= International Czesław Droździewicz Guitar Competition =

Biennal Polish classic guitar competition

The International Czesław Droździewicz Guitar Competition (Polish: Międzynarodowy Konkurs Gitarowy im. Czesława Droździewicza), also known as Krynica Guitar Festival or Krynica International Competition, is a biennial classical guitar competition held in Krynica-Zdrój, Poland, under the patronage of the late Polish guitarist and educator Czesław Droździewicz.

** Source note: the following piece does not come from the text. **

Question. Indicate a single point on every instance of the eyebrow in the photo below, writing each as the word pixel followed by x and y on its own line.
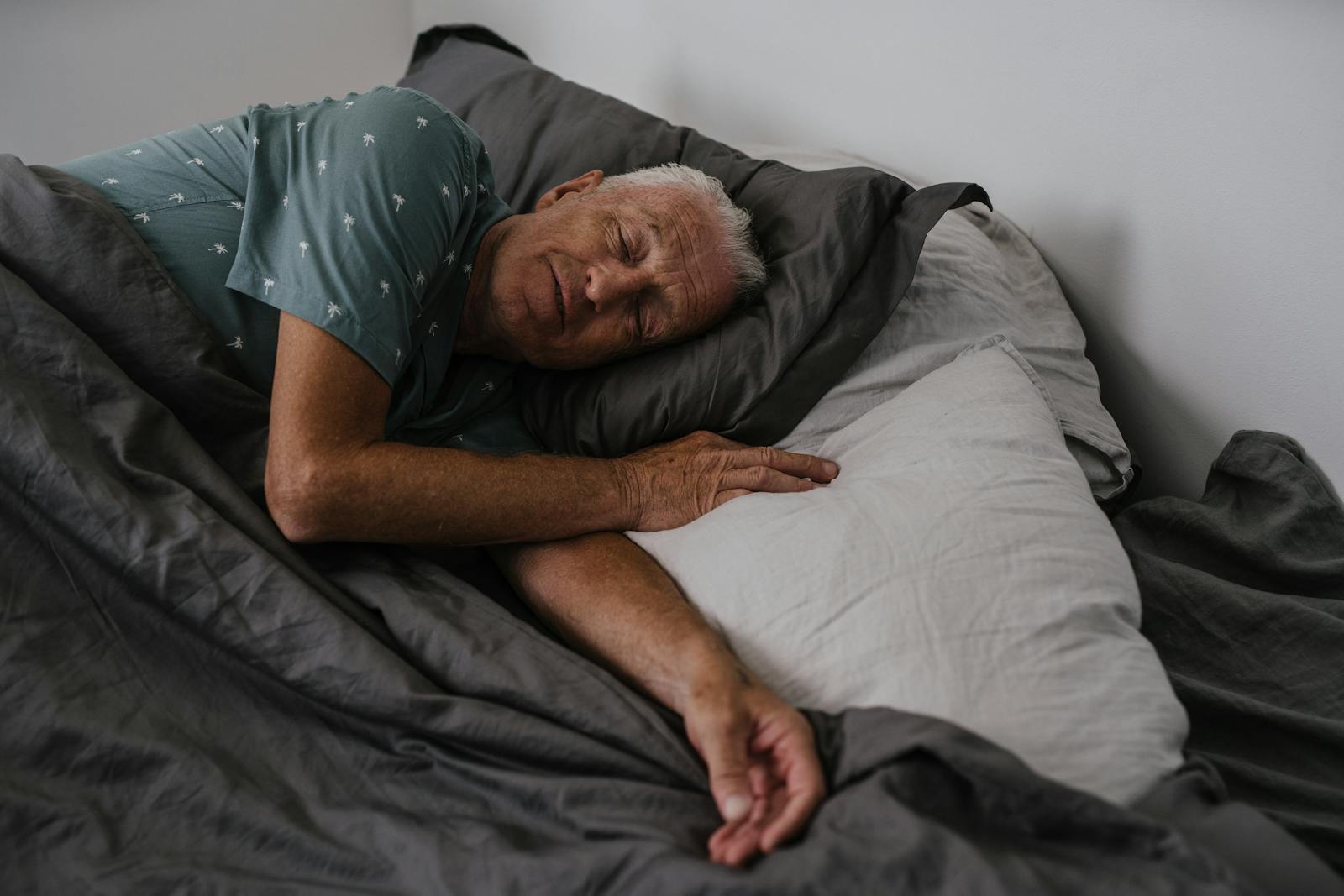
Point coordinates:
pixel 662 301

The competition is held in association with the International Guitar Festival named for Droździewicz, which provides a platform for young guitarists to perform publicly, benefit from master‑classes and workshops, and gain visibility in the classical guitar community.

==History==
The origins of the event trace back to 1985, when Czesław Droździewicz founded the “Krakowskie Dni Muzyki Gitarowej” (Krakow Guitar Music Days) in Kraków. Between 1985 and 2002 the event was organised by the Kraków Cultural Centre. In 1994, the event underwent a reorganisation following the death of Droździewicz, and from 1995 the competition and festival bore his name as patron.

Since 2002, the festival and competition have been overseen by the Fryderyk Chopin State Primary and Secondary Music School in Nowy Sącz and the Nowy Sącz Music Society. From 2010 onward the festival and competition have been organised on a biennial basis rather than annually.

In 2020, Zbigniew Dubiella was appointed the artistic director. The XX edition of the contest took place from 22 to 27 February 2020 in Krynica‑Zdrój.